Giter Site home page Giter Site logo

lhcolympics-'s Introduction

Welcome to the home of the LHC Olympics 2020!

img

Despite an impressive and extensive effort by the LHC collaborations, there is currently no convincing evidence for new particles produced in high-energy collisions.  At the same time, there has been a growing interest in machine learning techniques to enhance potential signals using all of the available information.  

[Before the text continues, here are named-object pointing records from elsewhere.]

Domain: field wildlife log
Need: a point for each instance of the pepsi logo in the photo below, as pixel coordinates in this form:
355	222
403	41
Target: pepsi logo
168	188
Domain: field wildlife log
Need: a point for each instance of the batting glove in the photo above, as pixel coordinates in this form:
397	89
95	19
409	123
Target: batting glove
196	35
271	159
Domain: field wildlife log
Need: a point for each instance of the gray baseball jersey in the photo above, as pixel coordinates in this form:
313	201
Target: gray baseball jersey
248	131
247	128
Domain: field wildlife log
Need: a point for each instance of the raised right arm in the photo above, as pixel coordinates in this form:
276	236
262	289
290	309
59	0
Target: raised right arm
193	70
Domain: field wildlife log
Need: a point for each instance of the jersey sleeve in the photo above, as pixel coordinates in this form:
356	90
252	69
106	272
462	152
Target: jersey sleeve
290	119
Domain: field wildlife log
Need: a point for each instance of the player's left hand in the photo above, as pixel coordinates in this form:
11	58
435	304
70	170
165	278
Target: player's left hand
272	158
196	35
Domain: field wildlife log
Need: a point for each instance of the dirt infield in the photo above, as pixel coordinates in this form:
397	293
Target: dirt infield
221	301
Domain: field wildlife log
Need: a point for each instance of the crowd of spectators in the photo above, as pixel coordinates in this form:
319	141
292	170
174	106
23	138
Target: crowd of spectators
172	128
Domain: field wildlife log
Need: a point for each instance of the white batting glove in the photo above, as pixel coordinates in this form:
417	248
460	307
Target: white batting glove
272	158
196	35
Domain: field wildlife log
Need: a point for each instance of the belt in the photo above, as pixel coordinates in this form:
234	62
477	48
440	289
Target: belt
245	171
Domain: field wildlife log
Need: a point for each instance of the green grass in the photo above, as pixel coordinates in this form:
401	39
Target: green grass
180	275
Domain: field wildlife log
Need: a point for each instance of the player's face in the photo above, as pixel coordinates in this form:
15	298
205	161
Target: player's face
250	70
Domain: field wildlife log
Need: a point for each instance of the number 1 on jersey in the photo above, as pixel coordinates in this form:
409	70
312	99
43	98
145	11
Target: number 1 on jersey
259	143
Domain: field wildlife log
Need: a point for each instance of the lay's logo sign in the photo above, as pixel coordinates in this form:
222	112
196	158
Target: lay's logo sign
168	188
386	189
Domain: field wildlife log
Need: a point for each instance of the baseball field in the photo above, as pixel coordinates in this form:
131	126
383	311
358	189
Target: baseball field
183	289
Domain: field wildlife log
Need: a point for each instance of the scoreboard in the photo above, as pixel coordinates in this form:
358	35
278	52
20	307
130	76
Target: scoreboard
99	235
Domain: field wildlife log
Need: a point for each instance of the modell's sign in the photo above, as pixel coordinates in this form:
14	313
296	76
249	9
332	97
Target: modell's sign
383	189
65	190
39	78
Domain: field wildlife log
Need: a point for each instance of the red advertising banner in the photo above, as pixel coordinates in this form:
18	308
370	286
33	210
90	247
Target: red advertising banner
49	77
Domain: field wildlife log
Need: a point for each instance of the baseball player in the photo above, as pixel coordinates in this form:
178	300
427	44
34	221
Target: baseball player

In the spirit of the first LHC Olympics (circa 2005-2006) [1st, 2nd, 3rd, 4th], we are organizing the 2020 LHC Olympics.  Our goal is to ensure that the LHC search program is sufficiently well-rounded to capture "all" rare and complex signals.  The final state for this Olympics will be more focused (generic multijet events) but the observable phase space and potential BSM parameter space(s) are large: all hadrons in the event can be used for learning (be it "cuts", supervised machine learning, or unsupervised machine learning). One class of BSM topology captured by this challenge is illustrated in the following picture.

img

We provide two types of files (from this Zenodo link):

  • "Monte Carlo Simulation Background": This is a simulated sample that does not have signal. Be warned that both the physics and the detector modeling for this simulation may not exactly reflect the “Data”.

  • "Data": These are the LHCO 2020 black boxes. These samples may contain some new signal(s). We will release three black boxes during this challenge.  The first one was released on November 19. The second one was released on December 4. 

Both the "Simulation" and "Data" have the following event selection: at least one anti-kT R = 1.0 jet with pseudorapidity |η| < 2.5 and transverse momentum pT > 1.2 TeV.   For each event, we provide a list of all hadrons (pT, η, φ, pT, η, φ, ...) zero-padded up to 700 hadrons.

What you should report:

  1. A p-value associated with the dataset having no new particles (null hypothesis).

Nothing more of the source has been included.